Tuntutan lain, berupa desakan pada Presiden Prabowo mengeluarkan Perppu (Peraturan Pemerintah Pengganti Undang-undang) tentang Perampasan Aset. Juga menolak revisi UU TNI, Polri, dan Kejaksaan. Serta desakan pada pemerintah segera memulai pendidikan gratis. Antara lain melalui pengumpulan anggaran MBG khusus anak sekolah dikumpulkan menjadi “dana abadi pendidikan.” Sedangkan MBG ibu hamil dan menyusui (yang miskin) bisa dilanjutkan sebagai upaya pencegahan stunting.
Indonesia Gelap, sebenarnya bukan meng-olok-olok suasana “gelap” (keterpurukan masif) di Indonesia. Melainkan “gelap” informasi tentang Inpres Nomor 1 Tahun 2025. Tidak ter-komunikasi-kan secara baik. Terutama perbedaan visi pemotongan anggaran oleh Presiden, dengan realita di Kementerian sampai di daerah. Pada level atas, dinyatakan pemotongan dilakukan pada anggaran berbagai seremonial, rapat-rapat, dan kunjungan kerja.
Begitu pula berbagai “kajian” dan FGD (Focus Group Discussion) yang dilakukan di berbagai Kementerian, Dinas di daerah, DPR, dan DPRD, hampir seluruhnya tidak memiliki nilai manfaat. BEM SI juga menuntut berbagai kunjungan kerja, studi banding antar-daerah, dan luar negeri bisa dilakukan secara daring. Begitu pula nomenklatur monitoring dan evaluasi (Monev) antar-kota, dan antar-propinsi, bisa dilakukan secara daring. Nilai efisiensi-nya sangat tinggi.
Efisiensi Belanja APBN dan APBD yang dicetuskan presiden Prabowo, perlu dikomunikasikan secara baik. Sehingga anggaran yang telah dialokasikan untuk berbagai program fasilitasi rakyat, tidak dikurangi. Termasuk pembangunan infrastruktur mendukung swasembada pangan. Antara lain berupa saluran irigasi tersier. Juga mekanisasi alsintan (alat dan mesin pertanian), dan pupuk dan benih bersubsidi.

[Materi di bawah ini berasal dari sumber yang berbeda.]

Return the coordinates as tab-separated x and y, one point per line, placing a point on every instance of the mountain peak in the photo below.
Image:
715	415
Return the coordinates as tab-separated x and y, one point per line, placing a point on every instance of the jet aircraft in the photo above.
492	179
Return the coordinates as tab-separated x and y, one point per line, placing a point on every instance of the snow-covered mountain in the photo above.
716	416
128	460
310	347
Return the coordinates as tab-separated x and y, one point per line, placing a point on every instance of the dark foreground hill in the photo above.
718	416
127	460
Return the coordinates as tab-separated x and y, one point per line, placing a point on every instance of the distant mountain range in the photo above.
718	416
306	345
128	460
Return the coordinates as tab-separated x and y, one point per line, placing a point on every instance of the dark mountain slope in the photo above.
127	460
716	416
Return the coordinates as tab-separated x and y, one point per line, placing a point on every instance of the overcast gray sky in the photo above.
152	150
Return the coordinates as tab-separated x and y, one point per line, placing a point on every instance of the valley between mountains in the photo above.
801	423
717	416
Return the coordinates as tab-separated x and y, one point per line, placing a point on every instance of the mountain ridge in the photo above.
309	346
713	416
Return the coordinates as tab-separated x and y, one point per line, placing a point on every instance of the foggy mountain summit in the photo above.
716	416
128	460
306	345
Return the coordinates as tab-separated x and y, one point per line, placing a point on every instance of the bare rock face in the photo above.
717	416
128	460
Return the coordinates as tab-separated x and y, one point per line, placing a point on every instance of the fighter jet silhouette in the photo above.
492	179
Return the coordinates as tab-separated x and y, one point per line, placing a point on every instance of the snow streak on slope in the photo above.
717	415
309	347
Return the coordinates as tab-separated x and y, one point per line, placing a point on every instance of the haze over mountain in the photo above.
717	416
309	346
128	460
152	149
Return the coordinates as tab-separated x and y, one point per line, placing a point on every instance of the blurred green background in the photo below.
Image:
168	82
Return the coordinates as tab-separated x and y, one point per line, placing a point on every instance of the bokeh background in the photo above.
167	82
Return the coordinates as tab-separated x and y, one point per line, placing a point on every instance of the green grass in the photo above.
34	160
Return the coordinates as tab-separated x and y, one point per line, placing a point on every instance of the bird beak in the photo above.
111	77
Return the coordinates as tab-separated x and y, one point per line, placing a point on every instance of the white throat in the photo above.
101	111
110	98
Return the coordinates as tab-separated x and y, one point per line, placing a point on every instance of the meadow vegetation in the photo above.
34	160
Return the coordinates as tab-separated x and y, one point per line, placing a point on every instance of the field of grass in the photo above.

Minimnya sosialisasi tentang Inpres Nomor 1 Tahun 2025, menyebabkan muncurnya (tagar) #Indonesia Gelap, dengan berbagai ciutan. Bisa jadi narasi ciutan yang salah, seolah-olah pengurangan anggaran “pukul rata.” Termasuk dugaan anggaran yang akan digunakan untuk mendirikan Badan Pengelola Investasi (BPI) Danatara. Sejalan dengan pengesahan (4 Pebruari 2025) perubahan ketiga UU Nomor 19 Tahun 2003 Tentang BUMN.
Namun prinsipnya, pemerintah tidak bisa “semau gue” mengubah nominal dan alokasi anggaran dalam APBN. Karena seluruh dokumen yang berisi struktur, nominal, alokasi dan nomenklatur, telah menjadi undang-undang (UU) APBN. Telah diatur dalam konstitusi (UUD) dalam beberapa pasal. Bahwa perubahan UU wajib melalui persetujuan DPR. Kini beberapa Kementerian dan Lembaga Negara, mulai mengkhawatirkan dampak efisiensi. Sekaligus “melapor” kepada DPR untuk menambah anggaran setelah efisiensi.
Kelaziman dalam penentuan per-angka-an alokasi anggaran Kementerian dan Lembaga, dilakukan dala rapat bersama Komisi-komisi di DPR. Biasanya, Kementerian dan Lembaga, mengajukan per-angka-an untuk dibahas. Pada ujungnya Komisi-komisi di DPR-RI bisa menambah, dan mengurangi ajuan pemerintah. Prosedur wajib pengajuan anggaran (berkait UU APBN) diatur dalam konstitusi.